#  Getting Started  > Intros and Who's Who >  New & intimidated!

## Teena

I'm Teena, I've roleplayed for years (Started on ROBLOX as a child) but took a long hiatus. I'm back, and REALLY have an itch to roleplay some more. I'm looking around, and although this website seems to be what I was looking for, there's a LOT going on, definitely intimidated!


Don't be afraid to message me if you're interested!

----------


## LazyFerret

Welcome Teena, and don't be intimidated, we're all friendly here and only bite if you want it  :;):

----------


## jademundane

hello! Lol I understand completely. I'm new to the site and rusty too lol This site is definitely a happening spot. But I'm sure we'll all find a great RP to get into.

----------


## Enigma

Welcome to RPA, it's a very friendly site with a hunger for more players and games.

Hope you enjoy yourself here!

----------


## Azazeal849

Welcome aboard!
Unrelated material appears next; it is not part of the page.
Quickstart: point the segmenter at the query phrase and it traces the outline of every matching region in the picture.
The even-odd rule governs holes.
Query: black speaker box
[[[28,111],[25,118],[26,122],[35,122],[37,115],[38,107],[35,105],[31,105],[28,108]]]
If you'd like to get to know the other members then there is the Q and A forum here or you can join in some silly posting games downtown.

If you'd rather get straight into writing you can find and make group RP requests here or check out the 1-on-1 requests section here!

----------


## Dnafein

Spoiler:  Dna's Welcome Center located inside 






So you found us. This collection of odd balls and nutcases some of us  home. Whither you're an old hand, or a fresh fish to roleplaying; You will likely find what you are looking for. Either way there's a few things that you should be made aware of.


First of all, you have likely realized that your name is a different color than everyone else's. The yellowish  simply means your new. Unfortunately it comes with some limitations, however it is fairly easy to graduate to full member. All you have to do is be active; Easiest way is to mess around Downtown, play some games, hangout or ask some questions and you'll be orange in no time.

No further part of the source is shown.